Last week was a good one for Sen. Carl Levin. The Michigan Democrat's arch-nemesis, Goldman Sachs, agreed to a $550 million settlement with the SEC.

Levin had pilloried Goldman executives at a hearing of his special Senate investigative committee last spring, complaining that the Wall Street bank bet against its clients. Also last week, he saw financial reform legislation pass the Senate, including an amendment he co-sponsored that would rein in conflicts of interests in banks that trade their own money.

I chatted with him Friday. The interview is lightly edited.

What's your reaction to the SEC settlement with Goldman?

It effectively acknowledged wrongdoing. They tried to sugarcoat it a little bit, but you can't sugarcoat it. When you acknowledge you made incomplete disclosures and made a mistake, that's the heart of wrongdoing. And usually you don't express regret when you do the right thing. They did express regret, so that pretty clearly reflects that they did something wrong.

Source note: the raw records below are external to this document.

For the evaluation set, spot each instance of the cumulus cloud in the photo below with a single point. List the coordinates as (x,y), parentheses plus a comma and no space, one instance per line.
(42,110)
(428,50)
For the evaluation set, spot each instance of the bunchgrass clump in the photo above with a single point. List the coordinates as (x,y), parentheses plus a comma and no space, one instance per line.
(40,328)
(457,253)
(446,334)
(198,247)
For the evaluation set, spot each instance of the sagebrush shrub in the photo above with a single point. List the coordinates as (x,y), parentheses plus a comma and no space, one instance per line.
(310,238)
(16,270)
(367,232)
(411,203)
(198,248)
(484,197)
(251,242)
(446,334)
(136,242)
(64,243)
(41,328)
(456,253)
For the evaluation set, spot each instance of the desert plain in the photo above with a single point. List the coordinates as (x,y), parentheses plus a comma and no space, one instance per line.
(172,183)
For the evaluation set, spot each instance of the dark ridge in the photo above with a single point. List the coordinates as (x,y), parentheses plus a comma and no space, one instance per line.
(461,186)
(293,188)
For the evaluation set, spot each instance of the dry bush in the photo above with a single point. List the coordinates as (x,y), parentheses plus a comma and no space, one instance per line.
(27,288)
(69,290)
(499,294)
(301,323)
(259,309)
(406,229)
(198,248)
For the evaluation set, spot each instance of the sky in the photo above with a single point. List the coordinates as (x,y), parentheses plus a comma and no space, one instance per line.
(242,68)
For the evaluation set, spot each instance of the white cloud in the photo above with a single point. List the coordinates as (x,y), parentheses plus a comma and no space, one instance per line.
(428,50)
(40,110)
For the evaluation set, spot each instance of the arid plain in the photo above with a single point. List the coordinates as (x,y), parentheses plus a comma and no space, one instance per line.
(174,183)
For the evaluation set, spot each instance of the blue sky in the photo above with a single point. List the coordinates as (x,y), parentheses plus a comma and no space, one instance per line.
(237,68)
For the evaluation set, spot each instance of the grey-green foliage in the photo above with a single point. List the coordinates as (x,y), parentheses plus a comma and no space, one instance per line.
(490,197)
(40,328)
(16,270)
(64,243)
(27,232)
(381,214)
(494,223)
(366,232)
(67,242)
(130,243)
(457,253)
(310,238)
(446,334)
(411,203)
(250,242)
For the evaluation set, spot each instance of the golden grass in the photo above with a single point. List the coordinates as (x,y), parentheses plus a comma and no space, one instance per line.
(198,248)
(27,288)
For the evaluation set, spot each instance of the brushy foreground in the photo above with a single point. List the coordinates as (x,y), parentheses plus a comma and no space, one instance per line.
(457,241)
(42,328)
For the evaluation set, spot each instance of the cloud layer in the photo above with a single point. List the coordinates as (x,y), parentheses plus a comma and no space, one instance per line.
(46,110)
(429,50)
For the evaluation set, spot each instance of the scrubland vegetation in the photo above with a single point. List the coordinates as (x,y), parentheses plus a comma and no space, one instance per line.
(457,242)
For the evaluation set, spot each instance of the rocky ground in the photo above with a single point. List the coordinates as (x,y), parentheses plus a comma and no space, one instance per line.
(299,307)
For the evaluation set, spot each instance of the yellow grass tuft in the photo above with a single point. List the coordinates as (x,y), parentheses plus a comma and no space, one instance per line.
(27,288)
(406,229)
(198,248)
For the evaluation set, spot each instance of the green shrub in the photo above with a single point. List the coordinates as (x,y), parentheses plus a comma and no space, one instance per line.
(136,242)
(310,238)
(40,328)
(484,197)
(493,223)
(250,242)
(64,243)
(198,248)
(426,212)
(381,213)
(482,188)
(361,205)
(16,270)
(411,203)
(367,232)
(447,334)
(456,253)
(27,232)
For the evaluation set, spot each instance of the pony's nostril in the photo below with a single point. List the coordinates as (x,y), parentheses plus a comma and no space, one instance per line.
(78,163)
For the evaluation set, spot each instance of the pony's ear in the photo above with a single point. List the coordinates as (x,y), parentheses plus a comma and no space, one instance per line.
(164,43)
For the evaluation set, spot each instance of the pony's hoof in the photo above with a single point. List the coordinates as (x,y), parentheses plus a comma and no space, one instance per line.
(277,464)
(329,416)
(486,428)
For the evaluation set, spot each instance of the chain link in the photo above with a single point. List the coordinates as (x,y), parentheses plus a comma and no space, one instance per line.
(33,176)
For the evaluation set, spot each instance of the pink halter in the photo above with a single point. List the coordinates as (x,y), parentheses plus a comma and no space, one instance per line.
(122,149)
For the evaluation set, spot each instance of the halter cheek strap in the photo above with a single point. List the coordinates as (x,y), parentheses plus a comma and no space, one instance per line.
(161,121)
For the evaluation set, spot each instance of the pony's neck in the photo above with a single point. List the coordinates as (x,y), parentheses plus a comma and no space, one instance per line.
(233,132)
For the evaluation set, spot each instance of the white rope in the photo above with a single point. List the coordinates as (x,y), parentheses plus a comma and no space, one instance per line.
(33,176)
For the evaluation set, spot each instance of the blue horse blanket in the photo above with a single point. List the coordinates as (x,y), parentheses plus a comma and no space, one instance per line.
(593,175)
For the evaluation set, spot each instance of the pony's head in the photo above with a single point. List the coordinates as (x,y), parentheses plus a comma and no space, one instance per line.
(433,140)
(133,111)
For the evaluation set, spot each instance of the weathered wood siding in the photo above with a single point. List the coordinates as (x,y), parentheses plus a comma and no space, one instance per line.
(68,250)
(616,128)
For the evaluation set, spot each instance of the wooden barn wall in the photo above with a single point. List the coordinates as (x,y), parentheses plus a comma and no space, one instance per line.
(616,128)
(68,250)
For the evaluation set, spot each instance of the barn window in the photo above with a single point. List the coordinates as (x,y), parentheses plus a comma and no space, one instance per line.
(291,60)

A few weeks ago at your hearing, you said you were examining an issue of morality and ethics but not the law. Does the SEC settlement validate your investigation in a court of law?

Clearly it reflects the ethics and morality issues. But it doesn't get to the question of the conflicts of interest, which is why we got that language into Dodd-Frank.

How will your amendments remedy the conflicts you describe?

What we were able to add was language in two places which prohibits conflicts of interest. It'll be case by case as the SEC implements the new language. We make it clear that you can't put together a security, sell it to clients and then bet against that same security.

The SEC settlement orders a host of changes to how Goldman does business. But what it doesn't do, for example, is require Goldman to meet a higher business standard where it will tell a customer if Goldman thinks what a customer is doing is unwise. Is that a disappointment?

I focused on a clear example of a conflict of interest that was not prohibited, currently at least by the law. It ought to be. And that's why we were able to get the conflict language added. And that is what I focused on.

You, your committee and the SEC have been able to scold, criticize and in many ways hold accountable Goldman for their alleged wrongdoing. But nobody's going to jail and it seems maybe nobody will even lose their job as a result of all this. Do you think this it the proper amount of justice?

Whether or not someone goes to jail is going to be up to the Justice Department. Not up to us. We have not commented on criminal wrongdoing here because that's not our domain. So I think it's premature to either conclude that there's not going to be any criminal action here unless the Justice Department has said that. I think it's premature to conclude there won't be.